Шахтеры, пенсионеры, бывшие военные — похороны СССР происходили под их попытку докричаться до власти. Еще одно измерение 90-х

Фото: Reuters

Шахтеры, пенсионеры, бывшие военные — похороны СССР происходили под их попытку докричаться до власти. Еще одно измерение 90-х

Фото: Reuters

Есть ощущение, что нам скоро придется благодарить других дедов за другие победы. Мы не можем задавать свои рамки коллективным воспоминаниям, потому что эти рамки, если хотите, задаются биологически. Французский социолог Морис Хальбвакс заметил, что наша общественная память о прошлом — это, как правило, то, что рассказали дедушки и бабушки своим внукам. В возраст дедушек и бабушек входят новые поколения, и новые годы приобретают ореол значимости и величия.

Василий Жарков, декан факультета политических наук Московской высшей школы социальных и экономических наук

Сегодня социальные рамки памяти сместились с военного поколения 30–40-х годов на людей, чье взросление пришлось на 50–60-е годы. То есть свою версию истории рассказывают бабушки и дедушки, которые помнят 60-е как время своей молодости. И поэтому рамка общественной памяти, что бы с ней ни пытались делать, постепенно сместится от 40-х к 60-м, что может повлечь за собой и соответствующие изменения в социальных настроениях, идеях. Здесь неумолимая логика смены поколений играет против тех, кто пытается крепить авторитет исключительно на образе Великой Победы — вот-вот потребуется что-то новое: благодарность другим дедам за другие свершения.

Точно так же стоит признать, что в один прекрасный день 90-е станут предметом повышенного внимания и интереса: подождем лет двадцать — и внуки нынешних 40–50-летних с упоением погрузятся в изучение перестроечно-ельцинской молодости дедов. Более того, первые ростки этого пробуждающегося интереса видны уже сегодня, что для меня по-своему удивительно. Я сам вообще-то не являюсь апологетом 90-х: это было очень тяжелое, кризисное время, которое плохо отразилось на тех, кто его пережил, причем я имею в виду не только экономические проблемы, но и влияние этого времени на умы и души. Погоня за выживанием, маркетизация всего и вся, а особенно науки, образования, журналистики, привели скорее к тому, что уровень нашего развития в этих сферах упал по сравнению со второй половиной 80-х, какие-то серьезные этические основания, существовавшие в обществе помимо Советского Союза или вопреки ему, были обрушены.
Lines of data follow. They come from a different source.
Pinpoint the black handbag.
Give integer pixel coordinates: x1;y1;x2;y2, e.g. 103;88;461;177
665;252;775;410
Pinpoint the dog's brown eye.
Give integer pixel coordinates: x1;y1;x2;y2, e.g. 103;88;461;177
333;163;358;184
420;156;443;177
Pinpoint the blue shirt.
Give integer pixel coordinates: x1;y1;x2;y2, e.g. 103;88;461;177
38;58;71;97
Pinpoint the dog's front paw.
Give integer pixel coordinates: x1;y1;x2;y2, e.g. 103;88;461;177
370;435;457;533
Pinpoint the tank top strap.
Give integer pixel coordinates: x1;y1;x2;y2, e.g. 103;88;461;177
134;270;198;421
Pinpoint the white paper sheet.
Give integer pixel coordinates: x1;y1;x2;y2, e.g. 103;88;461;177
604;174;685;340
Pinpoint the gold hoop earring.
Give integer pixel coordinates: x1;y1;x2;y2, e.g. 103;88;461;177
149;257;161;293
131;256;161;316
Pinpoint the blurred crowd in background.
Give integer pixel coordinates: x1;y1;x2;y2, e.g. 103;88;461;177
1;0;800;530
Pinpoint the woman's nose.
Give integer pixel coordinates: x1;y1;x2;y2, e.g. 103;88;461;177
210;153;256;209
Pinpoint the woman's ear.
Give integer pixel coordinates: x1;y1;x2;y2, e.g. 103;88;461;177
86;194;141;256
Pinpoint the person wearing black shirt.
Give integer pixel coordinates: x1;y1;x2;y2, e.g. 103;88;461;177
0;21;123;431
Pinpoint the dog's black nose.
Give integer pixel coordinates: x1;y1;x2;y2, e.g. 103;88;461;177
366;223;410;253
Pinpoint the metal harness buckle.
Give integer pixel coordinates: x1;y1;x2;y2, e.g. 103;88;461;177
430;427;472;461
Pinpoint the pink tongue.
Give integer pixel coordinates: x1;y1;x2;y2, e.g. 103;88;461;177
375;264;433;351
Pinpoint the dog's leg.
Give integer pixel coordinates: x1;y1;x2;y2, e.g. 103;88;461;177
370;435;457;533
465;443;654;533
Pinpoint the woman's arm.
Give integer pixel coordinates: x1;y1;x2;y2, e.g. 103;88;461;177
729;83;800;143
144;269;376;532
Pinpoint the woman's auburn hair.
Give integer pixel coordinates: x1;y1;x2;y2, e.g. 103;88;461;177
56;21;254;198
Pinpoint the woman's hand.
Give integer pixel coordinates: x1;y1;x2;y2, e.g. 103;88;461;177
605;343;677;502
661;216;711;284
Я люблю вспоминать слова коллеги, сотрудника ИМЭМО РАН Николая Косолапова, которые тот написал в 1995 году на фоне общей эйфории экспертов от радикальных реформ: «Нет ортодоксов ревностнее, чем новообращенные. Ухватившись сейчас за либеральную модель, притом в ее самом механистическом варианте, и сделав это в период, когда данная модель приходит к исчерпанию своих исторических резервов и возможностей, когда формула общества XXI века явно должна будет найти какое-то совмещение европейского и неевропейского цивилизационного опыта, Россия рискует превратиться в начале будущего столетия в центр социальной и политической реакции в мире, что могло бы снова противопоставить ее Западу и другим регионам и культурам». Мне кажется, что эта оценка 25-летней давности могла бы сейчас претендовать на звание пророческой, вне зависимости от того, что о ней думает сам Николай Алексеевич. И понятно, что процессы, наблюдаемые нами последние 10 лет,— накачка патриотической риторики, попытки выстроить примитивное идеологическое единство и так далее — это все отложенная реакция на события 90-х.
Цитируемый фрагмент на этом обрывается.